Aux États-Unis, les libéraux sont, à quelques exceptions près, favorables à une forte immigration. La gauche américaine l'est encore davantage. Tous militent pour la suppression de l'Immigration Customs and Enforcement (ICE), l'agence américaine pour le contrôle des frontières, un combat symbolisé par le slogan « Abolish ICE ». Cependant, la situation en Europe peut laisser penser que cette quasi-unanimité pourra un jour voler en éclats.

Depuis la fin de la Seconde Guerre mondiale, la gauche européenne a considéré dans sa très grande majorité la liberté de circulation des travailleurs et l'immigration comme les meilleurs moyens pour défier les intérêts des entreprises. Selon les termes de l'écrivain progressiste David Adler (qui a publié un article « Meet Europe's Left Nationalists » auquel je me réfère ici), ces personnes « ont accéléré la marche de l'histoire et exacerbé les contradictions du capitalisme. »

Par conséquent, la gauche a contribué à la construction de l'Union européenne puis, en 1985, à l'approbation des Accords de Schengen qui ont pratiquement éliminé les frontières entre 26 pays européens, un ensemble peuplé de 400 millions d'habitants. Par ailleurs, la gauche a accueilli avec enthousiasme les non-Européens, une politique qui a connu son apogée en 2015-2016. À ce moment-là, Angela Merkel (une dirigeante de gauche déguisée en conservateur) a accepté l'entrée en Allemagne d'un million de migrants supplémentaires. Issus pour la plupart du Moyen-Orient, ces derniers ont bénéficié de la Willkommenskultur ou culture de l'accueil allemande.

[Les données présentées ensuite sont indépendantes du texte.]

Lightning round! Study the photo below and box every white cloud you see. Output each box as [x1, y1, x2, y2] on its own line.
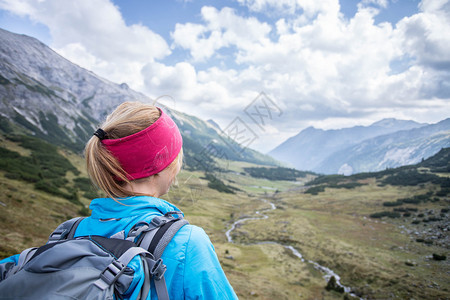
[0, 0, 35, 16]
[395, 0, 450, 70]
[171, 6, 272, 62]
[171, 22, 226, 62]
[1, 0, 448, 153]
[230, 5, 399, 106]
[142, 61, 198, 100]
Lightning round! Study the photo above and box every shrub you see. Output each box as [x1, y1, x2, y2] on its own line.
[201, 173, 235, 194]
[432, 253, 447, 261]
[436, 188, 450, 197]
[329, 182, 364, 189]
[35, 180, 67, 198]
[243, 167, 313, 181]
[402, 197, 421, 204]
[325, 276, 344, 293]
[369, 211, 401, 219]
[306, 174, 346, 186]
[381, 169, 448, 187]
[383, 201, 403, 207]
[74, 177, 102, 199]
[394, 207, 418, 212]
[304, 185, 326, 195]
[74, 177, 92, 190]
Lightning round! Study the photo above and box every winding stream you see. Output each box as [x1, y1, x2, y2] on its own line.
[226, 198, 361, 298]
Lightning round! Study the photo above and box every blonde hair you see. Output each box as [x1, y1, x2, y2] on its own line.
[85, 101, 183, 199]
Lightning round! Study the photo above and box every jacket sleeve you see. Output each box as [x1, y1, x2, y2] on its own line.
[183, 226, 238, 300]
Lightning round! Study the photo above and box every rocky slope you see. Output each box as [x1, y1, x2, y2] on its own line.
[0, 28, 277, 167]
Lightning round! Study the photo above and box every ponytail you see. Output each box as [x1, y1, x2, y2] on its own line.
[85, 136, 131, 199]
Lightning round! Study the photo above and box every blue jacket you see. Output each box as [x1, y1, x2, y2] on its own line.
[1, 196, 238, 300]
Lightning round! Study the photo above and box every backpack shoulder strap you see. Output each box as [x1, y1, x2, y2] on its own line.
[149, 218, 189, 259]
[135, 212, 189, 300]
[147, 217, 188, 300]
[47, 217, 86, 243]
[138, 212, 189, 259]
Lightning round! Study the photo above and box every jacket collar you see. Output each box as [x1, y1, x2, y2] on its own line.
[89, 196, 182, 219]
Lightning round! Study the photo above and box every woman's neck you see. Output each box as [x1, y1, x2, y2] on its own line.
[122, 169, 173, 198]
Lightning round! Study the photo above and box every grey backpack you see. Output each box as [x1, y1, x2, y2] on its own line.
[0, 212, 188, 300]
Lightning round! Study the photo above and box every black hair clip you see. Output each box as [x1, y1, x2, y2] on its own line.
[93, 128, 108, 140]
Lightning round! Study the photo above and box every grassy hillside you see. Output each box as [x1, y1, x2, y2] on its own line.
[0, 134, 449, 299]
[227, 150, 449, 299]
[0, 133, 96, 257]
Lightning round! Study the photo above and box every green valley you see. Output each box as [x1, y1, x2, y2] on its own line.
[1, 133, 448, 299]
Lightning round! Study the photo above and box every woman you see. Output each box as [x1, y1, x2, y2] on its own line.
[0, 101, 238, 299]
[80, 101, 238, 299]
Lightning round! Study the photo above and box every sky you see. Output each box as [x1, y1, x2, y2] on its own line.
[0, 0, 449, 153]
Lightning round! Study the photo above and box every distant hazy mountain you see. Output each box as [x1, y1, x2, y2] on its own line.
[269, 118, 427, 173]
[0, 28, 278, 167]
[317, 118, 450, 174]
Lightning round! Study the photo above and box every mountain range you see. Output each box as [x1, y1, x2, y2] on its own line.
[270, 118, 450, 174]
[1, 27, 448, 175]
[0, 28, 277, 169]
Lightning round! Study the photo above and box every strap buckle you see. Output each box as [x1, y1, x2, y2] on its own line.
[150, 258, 166, 281]
[151, 216, 167, 227]
[100, 260, 126, 285]
[127, 222, 150, 240]
[48, 229, 68, 242]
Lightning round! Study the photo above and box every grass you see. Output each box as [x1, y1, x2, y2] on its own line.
[0, 135, 32, 157]
[0, 174, 82, 258]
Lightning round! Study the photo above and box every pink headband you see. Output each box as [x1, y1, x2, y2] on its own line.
[101, 108, 182, 181]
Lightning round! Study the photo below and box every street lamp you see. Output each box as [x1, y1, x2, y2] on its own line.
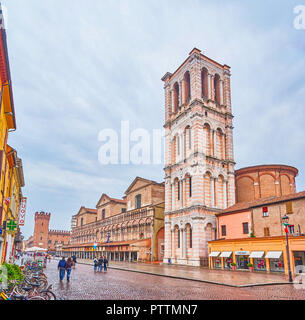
[282, 214, 293, 283]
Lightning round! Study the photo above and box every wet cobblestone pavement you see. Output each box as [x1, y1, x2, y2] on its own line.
[44, 260, 305, 300]
[76, 258, 290, 287]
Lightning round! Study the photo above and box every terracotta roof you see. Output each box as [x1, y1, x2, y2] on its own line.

Cette arrivée massive de migrants parmi lesquels des islamistes, a suscité une réaction au sein de la base historique de la gauche que sont les travailleurs. Ceux-ci ont été poussés à déserter la gauche pour rejoindre des partis encore marginaux il y a peu et opposés à l'islamisation et à l'immigration, les mouvements que j'appelle civilisationistes. Ces partis dont le programme allie avantages sociaux généreux et contrôles stricts aux frontières, gagnent du terrain partout en Europe tant et si bien qu'ils exercent actuellement le pouvoir effectif dans cinq gouvernements (en Pologne, en Tchéquie, en Hongrie, en Autriche et en Italie).

Les gens de gauche prennent de plus en plus conscience que le fait d'être élu nécessite d'effectuer ce qu'Adler appelle « un tournant mémorable », c'est-à-dire de tourner le dos à la fois au marché unique européen et à l'immigration extra-européenne. Ils ont récemment découvert que ces deux aspects « encouragent l'exploitation, sapent les fondements de la communauté et nient la souveraineté populaire. » Les nationalistes de gauche critiquent la libre circulation des travailleurs pour des raisons d'ordre à la fois économique (pertes d'emplois, réductions des salaires), culturel (perte de solidarité, xénophobie) et politique (le projet d'une élite qui ne bénéficie pas du soutien des masses).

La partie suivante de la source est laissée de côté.